Stichwahl nötig Lula bei Präsidentschaftswahl in Brasilien knapp vor Bolsonaro

dpa

3.10.2022 - 04:19

Schicksalswahl in Brasilien

Schicksalswahl in Brasilien

In Brasilien hat die entscheidende Präsidentschaftswahl begonnen. Beide Spitzenkandidaten haben bereits ihre Stimmen abgegeben: Laut Umfragen sollte der rechtsradikale Staatschef Jair Bolsonaro abgewählt werden.

02.10.2022

Brasilien ist polarisiert, die Stimmung zwischen dem rechten und linken Lager aufgeheizt. Nun hatte die viertgrösste Demokratie der Welt die Wahl: Vier weitere Jahre unter dem rechten Amtsinhaber Bolsonaro – oder zurück zum linken Ex-Staatschef Lula? Letzterer hat knapp die Nase vor, doch wird die Entscheidung vertagt.

DPA

In einem überraschend engen Rennen um das höchste Staatsamt Brasiliens hat der linke Ex-Präsident Luiz Inácio Lula da Silva die erste Wahlrunde knapp für sich entschieden. Der Spitzenkandidat der Arbeiterpartei kam nach Auszählung fast aller Stimmen auf 47,9 Prozent, der rechte Staatschef Jair Bolsonaro auf 43,6 Prozent, wie die Wahlbehörde am Sonntagabend (Ortszeit) mitteilte. Damit fällt die finale Entscheidung am 30. Oktober in einer Stichwahl, da keiner der stärksten Kandidaten mehr als 50 Prozent der Stimmen auf sich vereinen konnte.

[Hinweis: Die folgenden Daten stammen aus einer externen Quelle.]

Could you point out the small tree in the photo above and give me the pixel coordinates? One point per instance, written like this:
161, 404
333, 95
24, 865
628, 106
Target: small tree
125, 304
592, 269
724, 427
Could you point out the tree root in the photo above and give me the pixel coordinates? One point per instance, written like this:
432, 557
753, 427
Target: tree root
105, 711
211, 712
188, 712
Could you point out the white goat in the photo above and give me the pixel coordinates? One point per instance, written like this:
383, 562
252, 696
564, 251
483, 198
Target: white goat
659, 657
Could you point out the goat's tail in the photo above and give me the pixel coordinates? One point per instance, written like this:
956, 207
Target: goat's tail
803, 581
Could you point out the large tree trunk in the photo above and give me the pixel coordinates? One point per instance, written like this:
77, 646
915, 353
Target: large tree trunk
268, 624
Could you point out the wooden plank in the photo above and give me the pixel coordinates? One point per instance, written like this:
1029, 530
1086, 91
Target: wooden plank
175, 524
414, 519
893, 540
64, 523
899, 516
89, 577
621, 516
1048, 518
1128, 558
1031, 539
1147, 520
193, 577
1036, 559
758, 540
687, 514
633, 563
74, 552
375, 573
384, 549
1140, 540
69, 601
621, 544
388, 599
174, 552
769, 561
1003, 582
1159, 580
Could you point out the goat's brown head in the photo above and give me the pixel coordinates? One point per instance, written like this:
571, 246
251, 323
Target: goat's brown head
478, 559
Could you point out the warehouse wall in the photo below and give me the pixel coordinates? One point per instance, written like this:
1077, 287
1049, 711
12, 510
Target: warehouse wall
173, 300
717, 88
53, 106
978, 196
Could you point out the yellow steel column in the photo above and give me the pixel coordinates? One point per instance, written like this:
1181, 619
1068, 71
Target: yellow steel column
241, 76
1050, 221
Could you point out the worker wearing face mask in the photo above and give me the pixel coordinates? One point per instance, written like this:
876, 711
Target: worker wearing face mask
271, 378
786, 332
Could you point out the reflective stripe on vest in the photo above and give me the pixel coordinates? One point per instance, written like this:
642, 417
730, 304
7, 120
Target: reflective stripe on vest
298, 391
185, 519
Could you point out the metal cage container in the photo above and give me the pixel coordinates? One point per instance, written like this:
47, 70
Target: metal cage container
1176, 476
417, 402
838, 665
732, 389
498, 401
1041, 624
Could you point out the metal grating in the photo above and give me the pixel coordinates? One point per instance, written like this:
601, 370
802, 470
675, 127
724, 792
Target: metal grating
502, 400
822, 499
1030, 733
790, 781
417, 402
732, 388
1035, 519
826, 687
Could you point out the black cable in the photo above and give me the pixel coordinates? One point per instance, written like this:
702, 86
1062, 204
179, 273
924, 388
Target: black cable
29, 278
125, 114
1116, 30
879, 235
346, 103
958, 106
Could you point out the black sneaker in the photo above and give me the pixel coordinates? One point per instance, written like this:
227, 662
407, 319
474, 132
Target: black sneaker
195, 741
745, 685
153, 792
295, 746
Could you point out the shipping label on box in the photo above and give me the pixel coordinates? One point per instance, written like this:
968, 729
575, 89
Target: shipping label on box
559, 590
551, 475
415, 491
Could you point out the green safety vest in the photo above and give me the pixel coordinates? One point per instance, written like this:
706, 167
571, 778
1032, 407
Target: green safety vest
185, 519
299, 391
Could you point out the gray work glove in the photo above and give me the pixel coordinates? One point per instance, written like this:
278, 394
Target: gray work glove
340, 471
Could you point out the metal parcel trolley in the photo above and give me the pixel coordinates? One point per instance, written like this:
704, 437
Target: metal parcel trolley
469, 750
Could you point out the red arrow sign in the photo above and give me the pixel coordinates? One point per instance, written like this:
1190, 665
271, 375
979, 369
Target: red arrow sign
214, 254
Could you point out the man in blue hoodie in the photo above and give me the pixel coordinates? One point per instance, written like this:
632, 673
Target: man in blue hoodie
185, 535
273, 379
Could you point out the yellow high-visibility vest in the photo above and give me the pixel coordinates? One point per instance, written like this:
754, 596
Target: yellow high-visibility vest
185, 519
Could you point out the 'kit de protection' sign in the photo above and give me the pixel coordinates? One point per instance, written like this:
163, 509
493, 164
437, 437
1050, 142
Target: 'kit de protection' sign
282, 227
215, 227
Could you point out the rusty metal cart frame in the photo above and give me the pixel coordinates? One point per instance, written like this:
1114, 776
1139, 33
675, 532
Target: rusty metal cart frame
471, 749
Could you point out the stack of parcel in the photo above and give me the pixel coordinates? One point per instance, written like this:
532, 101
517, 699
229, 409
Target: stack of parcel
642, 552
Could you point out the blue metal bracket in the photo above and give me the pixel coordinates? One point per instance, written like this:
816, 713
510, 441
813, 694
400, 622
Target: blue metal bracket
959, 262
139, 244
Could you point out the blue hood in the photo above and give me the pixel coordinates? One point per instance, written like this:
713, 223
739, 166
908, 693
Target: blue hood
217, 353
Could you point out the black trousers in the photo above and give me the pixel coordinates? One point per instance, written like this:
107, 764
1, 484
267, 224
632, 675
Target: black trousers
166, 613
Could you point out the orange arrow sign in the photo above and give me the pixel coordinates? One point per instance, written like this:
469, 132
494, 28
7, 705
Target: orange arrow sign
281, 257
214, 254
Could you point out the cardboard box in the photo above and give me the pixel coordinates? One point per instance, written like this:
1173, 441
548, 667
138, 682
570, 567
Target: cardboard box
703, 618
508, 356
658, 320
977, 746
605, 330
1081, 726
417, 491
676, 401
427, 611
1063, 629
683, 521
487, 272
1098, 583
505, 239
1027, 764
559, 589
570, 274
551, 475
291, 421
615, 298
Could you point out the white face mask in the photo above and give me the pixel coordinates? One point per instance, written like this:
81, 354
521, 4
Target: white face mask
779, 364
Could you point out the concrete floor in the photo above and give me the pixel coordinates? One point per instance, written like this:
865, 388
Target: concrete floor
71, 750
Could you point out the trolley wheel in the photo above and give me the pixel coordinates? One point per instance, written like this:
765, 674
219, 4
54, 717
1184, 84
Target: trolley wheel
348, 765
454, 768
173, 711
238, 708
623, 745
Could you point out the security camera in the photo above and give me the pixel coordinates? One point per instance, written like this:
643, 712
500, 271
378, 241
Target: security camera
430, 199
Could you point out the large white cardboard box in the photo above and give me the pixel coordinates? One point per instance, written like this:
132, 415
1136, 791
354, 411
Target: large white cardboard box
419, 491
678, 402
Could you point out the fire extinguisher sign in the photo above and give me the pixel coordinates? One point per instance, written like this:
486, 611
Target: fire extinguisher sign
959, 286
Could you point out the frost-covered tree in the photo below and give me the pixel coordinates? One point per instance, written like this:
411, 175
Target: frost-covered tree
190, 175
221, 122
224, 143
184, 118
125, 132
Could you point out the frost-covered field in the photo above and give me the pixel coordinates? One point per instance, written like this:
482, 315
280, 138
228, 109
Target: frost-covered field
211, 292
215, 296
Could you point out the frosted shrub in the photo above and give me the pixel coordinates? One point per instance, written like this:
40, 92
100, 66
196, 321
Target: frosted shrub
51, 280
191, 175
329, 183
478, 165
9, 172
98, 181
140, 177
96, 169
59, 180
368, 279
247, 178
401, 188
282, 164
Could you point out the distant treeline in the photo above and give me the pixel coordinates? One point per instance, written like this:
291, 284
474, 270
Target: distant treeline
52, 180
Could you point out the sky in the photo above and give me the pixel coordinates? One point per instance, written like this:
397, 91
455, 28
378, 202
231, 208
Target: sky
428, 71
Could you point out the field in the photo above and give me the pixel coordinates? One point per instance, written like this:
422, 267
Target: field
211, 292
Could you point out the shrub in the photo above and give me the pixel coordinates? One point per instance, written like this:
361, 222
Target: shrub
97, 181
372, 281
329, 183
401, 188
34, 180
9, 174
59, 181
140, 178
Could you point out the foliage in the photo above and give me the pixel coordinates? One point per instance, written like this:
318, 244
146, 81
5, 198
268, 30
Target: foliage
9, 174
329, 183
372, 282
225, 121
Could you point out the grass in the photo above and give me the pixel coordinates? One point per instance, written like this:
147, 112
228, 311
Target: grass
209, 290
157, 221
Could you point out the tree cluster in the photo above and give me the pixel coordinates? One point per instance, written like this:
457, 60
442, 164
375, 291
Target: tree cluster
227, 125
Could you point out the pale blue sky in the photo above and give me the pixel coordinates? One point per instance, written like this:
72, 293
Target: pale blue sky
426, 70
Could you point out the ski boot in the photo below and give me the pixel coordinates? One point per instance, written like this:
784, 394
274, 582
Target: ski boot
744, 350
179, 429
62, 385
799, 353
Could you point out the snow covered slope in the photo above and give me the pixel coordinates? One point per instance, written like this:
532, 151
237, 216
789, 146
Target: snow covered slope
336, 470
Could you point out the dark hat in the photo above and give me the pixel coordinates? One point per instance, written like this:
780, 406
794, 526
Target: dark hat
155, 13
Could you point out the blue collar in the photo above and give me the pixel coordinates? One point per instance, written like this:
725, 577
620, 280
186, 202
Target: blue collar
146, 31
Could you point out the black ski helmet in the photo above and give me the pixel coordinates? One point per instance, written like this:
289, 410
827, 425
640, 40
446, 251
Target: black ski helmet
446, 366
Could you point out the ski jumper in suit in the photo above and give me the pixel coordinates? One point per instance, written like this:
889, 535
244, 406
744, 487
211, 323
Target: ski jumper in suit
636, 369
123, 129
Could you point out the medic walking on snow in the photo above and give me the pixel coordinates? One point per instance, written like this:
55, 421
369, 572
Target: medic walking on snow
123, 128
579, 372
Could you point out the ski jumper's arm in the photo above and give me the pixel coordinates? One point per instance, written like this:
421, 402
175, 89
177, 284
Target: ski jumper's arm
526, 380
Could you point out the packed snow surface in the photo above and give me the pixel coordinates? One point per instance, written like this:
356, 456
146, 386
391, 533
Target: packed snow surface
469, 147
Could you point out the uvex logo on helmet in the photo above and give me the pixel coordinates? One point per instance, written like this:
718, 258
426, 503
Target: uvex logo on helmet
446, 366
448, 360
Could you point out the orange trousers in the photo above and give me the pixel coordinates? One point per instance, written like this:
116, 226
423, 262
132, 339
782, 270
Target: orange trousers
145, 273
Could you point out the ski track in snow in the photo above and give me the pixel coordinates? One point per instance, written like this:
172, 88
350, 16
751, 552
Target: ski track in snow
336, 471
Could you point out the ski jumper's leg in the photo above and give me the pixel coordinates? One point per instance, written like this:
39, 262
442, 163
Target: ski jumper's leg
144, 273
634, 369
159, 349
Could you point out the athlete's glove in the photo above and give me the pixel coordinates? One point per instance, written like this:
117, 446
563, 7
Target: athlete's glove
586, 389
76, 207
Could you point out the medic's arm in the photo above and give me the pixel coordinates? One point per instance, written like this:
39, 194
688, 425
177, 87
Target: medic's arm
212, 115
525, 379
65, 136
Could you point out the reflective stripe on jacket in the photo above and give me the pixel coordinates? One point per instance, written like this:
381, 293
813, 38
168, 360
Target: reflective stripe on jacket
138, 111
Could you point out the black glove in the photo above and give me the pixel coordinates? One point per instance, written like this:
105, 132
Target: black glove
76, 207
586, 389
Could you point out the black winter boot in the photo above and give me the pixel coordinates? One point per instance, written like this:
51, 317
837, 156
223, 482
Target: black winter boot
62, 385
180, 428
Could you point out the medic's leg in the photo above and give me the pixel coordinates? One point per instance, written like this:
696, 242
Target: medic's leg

Mehr als 156 Millionen Wahlberechtigte waren aufgerufen, über ihren nächsten Staatschef abzustimmen. In vielen Städten bildeten sich am Sonntag lange Schlangen vor den Wahllokalen, die Behörden betonten aber, dass jeder und jede, die zum Zeitpunkt der Schliessung um 17 Uhr (Ortszeit; 22 Uhr MESZ) noch anstünden, ihre Stimme abgeben könnten. In jüngsten Meinungsumfragen hatte der linke Ex-Präsident Lula noch klar vor dem rechten Amtsinhaber Bolsonaro gelegen. Es gab noch neun weitere Bewerber, die jedoch als chancenlos galten.

Luiz Inacio Lula da Silva bei seiner Ankunft vor einem Wahllokal in São Paulo am Sonntag.
Luiz Inacio Lula da Silva bei seiner Ankunft vor einem Wahllokal in São Paulo am Sonntag.
Bild: Keystone/EPA/Fernando Bizerra

Kritiker werfen Bolsonaro vor, die gesellschaftliche Spaltung im Land mit Hetze und Hass befeuert und die demokratische Institutionen infrage gestellt zu haben. Höchst umstritten ist auch sein lockerer Umgang mit der Corona-Krise, in seiner Amtszeit kam es zudem zur massivsten Abholzung im Amazonas-Regenwald seit 15 Jahren. Bei vielen Armen in Brasilien ist die zaghafte wirtschaftliche Erholung bislang nicht angekommen, 33 Millionen Menschen müssen Hilfsorganisationen zufolge in der grössten Volkswirtschaft Lateinamerikas Hunger leiden. Wie in vielen anderen Ländern ächzen die Menschen unter der hohen Inflation.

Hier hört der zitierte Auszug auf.